Spring cleaning started early this year: the cuckoo, the daffodil, and the All-Purpose Spray Disinfectant all appearing in mid-March. They usually make staggered entrances from the beginning of April through, in the case of detergent and scouring pads, as late as the end of July. Nevertheless, there I was, on my hands and knees, fighting the cobwebs and dust in the hallway closet on March 17th, St Patrick's Day.
I suppose St. Patrick's Day is a propitious day to begin any type of cleaning, as he famously evicted all the snakes from Ireland, but his serpent-handling exploits seem a minor achievement compared to my heroic struggle of organizing and fumigating the hallway closet. Even HP Lovecraft would find difficulty describing the things that have crawled away to die in its corners; those unknown and unnameable forms that lurk in a closet's shadows defying categorization.
Originally, the hallway closet was where I kept my rain boots and winter coats, but it quickly devolved into a clothing graveyard where I bury things I never wear but can't bear to throw away. Mostly uncomfortable shoes that I failed to break-in and stylish but impracticable lightweight jackets, but also a variety of useless accessories: belts that became too big when I lost weight, itchy scarves, hats that make me look stupid, and an ancient leather satchel still full of the random junk that accumulates in bags. I hoped there might be some forgotten money stashed in the pockets and, indeed, I got lucky. Alas, it was only a nickel and two pennies.
Seven stinking cents, hardly the glittering bounty of a treasure hunter's dreams. There wasn't even an old packet of unopened tissues or a virgin notepad or anything that could be repurposed. Just the small change, a wad of crumpled receipts for purchases I wish I'd never made, an abandoned granola bar emerging stickily from the remains of its wrapper, several business cards for now defunct businesses I'd written their competitor's phone numbers on, a handheld calculator, and a medium-size metal key. Of course, finding a key could spark the start of an exciting adventure, except I immediately realized what this key unlocked.
Wedged into the very back of the hallway closet was a safety deposit box. Bought with good intentions of keeping my important documents in, the box soon became merely a smaller version of the closet in which it resided. In fact, I wouldn't be surprised if there was yet another box inside that one containing more worthless ephemera; and so on ad infinitum down to a box no bigger than a thumbnail housing microscopic mementoes invisible to the naked eye. So much dross and dreck, so little spring cleaning time despite getting an early start.

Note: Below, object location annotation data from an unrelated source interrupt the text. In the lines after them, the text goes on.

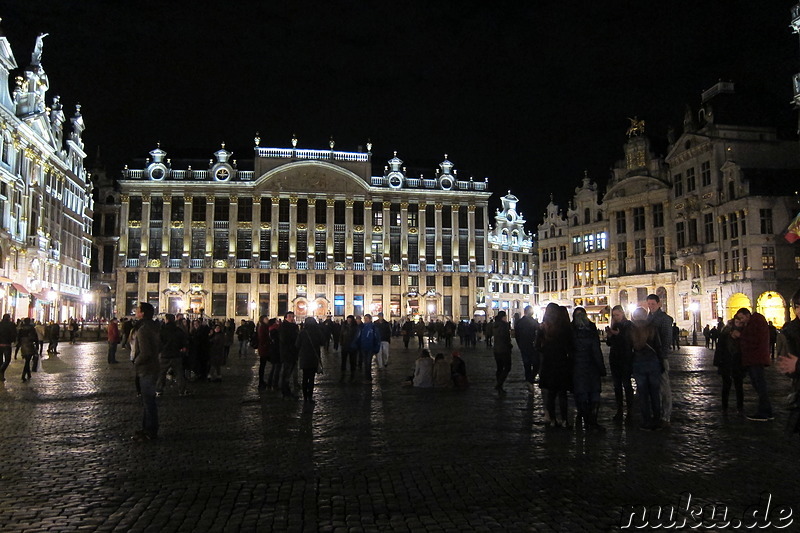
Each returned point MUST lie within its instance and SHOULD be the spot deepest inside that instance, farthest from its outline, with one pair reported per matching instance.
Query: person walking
(114, 337)
(369, 343)
(348, 339)
(753, 334)
(587, 369)
(26, 338)
(553, 344)
(8, 336)
(620, 361)
(174, 346)
(288, 332)
(728, 360)
(662, 322)
(309, 344)
(647, 368)
(146, 347)
(502, 349)
(385, 333)
(525, 330)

This is why I believe my task is harder than St Patrick's. He chased a few snakes into the sea from the comfort of his monastic cell. Big deal. I need to collect my unwanted junk in garbage bags, stack it all in the back of my car, then personally drive it to sea. Who has the time for all that palaver these days?
I got up off my knees, giving the inside of the closet one last brief critical survey, pocketed my seven cents, then shut the door. Later, I'd take care of it later. There's a beautiful day outside, after all, don't waste such great weather. Surely spring cleaning can wait until the sky turns grey and overcast?

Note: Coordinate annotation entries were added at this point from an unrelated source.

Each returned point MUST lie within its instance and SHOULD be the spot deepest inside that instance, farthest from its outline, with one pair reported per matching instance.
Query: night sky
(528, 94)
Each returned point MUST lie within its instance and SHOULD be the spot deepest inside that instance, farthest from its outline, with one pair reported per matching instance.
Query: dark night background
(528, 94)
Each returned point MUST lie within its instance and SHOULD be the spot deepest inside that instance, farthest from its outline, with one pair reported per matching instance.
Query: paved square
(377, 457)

And besides, I might need all those old bits of papers for a papier-mache project, for example, should I feel so inspired, so it would be foolish to consign them to the trash without carefully thinking it through. Never discard today what you could need tomorrow. I'm sure I read that in some book of commonsense quotations. Excuse me while I go lay down on the couch for a moment and try to recall the author's name.